Bauminger E R, Cohen S G, Dickson D P, Levy A, Ofer S, Yariv J
Biochim Biophys Acta. 1980 Jun 26;623(2):237-42. doi: 10.1016/0005-2795(80)90252-4.
57Fe Mössbauer spectra of whole frozen Escherichia coli cells and of an iron storage protein isolated from iron-rich cells of E. coli have been measured over a range of temperatures down to 0.08 K. The spectra of E. coli cells with high iron content and of the iron storage protein were found to be very similar. Above 4 K these spectra consist of a quadrupole split doublet characteristic of Fe3+. Below 3.5 K, the spectra display magnetic hyperfine splitting which is temperature dependent, and point to the existence of an ordered magnetic phase associated with a saturation magnetic hyperfine field of 43 tesla in both samples. The results indicate that the bulk of iron in the iron-rich cells is in the form of aggregates similar in nature to the iron cores in the isolated protein, although the latter account for not more than 1% of the total iron in the cells. The Mössbauer spectra of the isolated protein are different from those observed in ferritin, the iron-storage protein of plants and higher animals, showing that the iron cores in these two proteins are different.
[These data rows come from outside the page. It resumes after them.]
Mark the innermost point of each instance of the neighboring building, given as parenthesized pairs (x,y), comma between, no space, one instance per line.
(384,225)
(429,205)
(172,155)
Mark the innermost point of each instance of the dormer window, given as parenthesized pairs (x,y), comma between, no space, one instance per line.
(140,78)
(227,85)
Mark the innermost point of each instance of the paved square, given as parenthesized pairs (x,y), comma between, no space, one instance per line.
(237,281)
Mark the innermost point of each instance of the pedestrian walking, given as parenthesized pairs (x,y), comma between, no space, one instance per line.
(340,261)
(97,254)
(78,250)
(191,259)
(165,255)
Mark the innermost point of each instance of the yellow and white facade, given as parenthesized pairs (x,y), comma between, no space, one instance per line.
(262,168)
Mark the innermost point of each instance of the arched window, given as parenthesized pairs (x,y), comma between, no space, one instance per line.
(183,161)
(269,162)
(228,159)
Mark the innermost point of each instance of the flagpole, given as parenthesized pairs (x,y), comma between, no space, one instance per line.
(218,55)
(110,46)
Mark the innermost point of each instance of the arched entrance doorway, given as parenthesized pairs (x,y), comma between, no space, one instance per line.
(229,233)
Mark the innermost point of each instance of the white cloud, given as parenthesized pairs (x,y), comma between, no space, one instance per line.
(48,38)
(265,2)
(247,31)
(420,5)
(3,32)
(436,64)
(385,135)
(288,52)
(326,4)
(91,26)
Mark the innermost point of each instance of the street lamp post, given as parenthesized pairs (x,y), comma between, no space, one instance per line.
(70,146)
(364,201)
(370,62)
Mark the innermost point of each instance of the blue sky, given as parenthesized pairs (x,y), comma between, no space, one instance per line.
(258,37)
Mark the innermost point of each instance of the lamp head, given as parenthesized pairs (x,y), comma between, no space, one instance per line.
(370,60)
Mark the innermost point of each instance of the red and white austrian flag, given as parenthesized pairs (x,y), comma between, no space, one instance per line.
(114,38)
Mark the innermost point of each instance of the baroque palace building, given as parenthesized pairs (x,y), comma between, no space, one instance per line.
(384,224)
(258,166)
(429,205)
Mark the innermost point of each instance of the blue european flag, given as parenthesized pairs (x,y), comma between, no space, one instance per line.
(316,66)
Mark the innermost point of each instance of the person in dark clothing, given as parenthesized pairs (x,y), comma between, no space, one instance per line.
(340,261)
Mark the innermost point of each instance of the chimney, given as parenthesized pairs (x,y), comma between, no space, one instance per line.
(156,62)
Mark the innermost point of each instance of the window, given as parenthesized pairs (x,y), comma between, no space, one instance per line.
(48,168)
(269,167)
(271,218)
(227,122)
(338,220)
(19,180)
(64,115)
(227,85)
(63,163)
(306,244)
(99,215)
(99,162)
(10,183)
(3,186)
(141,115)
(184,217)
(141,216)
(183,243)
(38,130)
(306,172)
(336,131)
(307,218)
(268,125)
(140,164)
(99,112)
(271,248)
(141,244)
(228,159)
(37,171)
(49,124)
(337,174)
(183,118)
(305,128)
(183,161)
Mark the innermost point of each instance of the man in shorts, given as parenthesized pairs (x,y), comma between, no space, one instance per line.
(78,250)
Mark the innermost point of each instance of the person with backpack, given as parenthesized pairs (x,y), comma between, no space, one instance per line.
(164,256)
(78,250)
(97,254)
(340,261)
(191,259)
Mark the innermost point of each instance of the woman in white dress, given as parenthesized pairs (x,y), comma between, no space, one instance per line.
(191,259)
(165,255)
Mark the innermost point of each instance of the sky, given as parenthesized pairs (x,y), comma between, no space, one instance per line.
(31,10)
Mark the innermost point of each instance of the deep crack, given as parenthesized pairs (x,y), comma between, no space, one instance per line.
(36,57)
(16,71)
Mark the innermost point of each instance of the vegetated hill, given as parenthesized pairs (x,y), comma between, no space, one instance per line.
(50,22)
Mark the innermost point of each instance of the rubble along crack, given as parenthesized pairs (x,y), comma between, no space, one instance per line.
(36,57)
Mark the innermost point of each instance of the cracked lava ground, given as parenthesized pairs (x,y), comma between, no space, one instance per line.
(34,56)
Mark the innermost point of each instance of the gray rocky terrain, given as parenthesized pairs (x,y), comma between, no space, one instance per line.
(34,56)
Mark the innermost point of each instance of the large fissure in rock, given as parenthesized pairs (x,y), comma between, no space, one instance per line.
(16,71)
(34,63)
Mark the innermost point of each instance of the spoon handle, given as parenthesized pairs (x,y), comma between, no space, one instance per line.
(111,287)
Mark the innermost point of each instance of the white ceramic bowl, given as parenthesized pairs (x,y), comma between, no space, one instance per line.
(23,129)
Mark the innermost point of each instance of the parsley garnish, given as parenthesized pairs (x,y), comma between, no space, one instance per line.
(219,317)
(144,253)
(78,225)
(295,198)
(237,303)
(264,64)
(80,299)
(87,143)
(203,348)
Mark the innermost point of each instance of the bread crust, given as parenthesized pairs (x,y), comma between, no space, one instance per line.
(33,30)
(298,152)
在低至0.08 K的一系列温度范围内,测量了整个冷冻大肠杆菌细胞以及从富含铁的大肠杆菌细胞中分离出的一种铁储存蛋白的57Fe穆斯堡尔谱。发现高铁含量的大肠杆菌细胞和铁储存蛋白的谱非常相似。高于4 K时,这些谱由Fe3+特有的四极分裂双峰组成。低于3.5 K时,谱显示出与温度相关的磁超精细分裂,表明在两个样品中都存在与43特斯拉的饱和磁超精细场相关的有序磁相。结果表明,富含铁的细胞中的大部分铁以与分离出的蛋白质中的铁芯性质相似的聚集体形式存在,尽管后者在细胞总铁中所占比例不超过1%。分离出的蛋白质的穆斯堡尔谱与植物和高等动物的铁储存蛋白铁蛋白中观察到的谱不同,表明这两种蛋白质中的铁芯不同。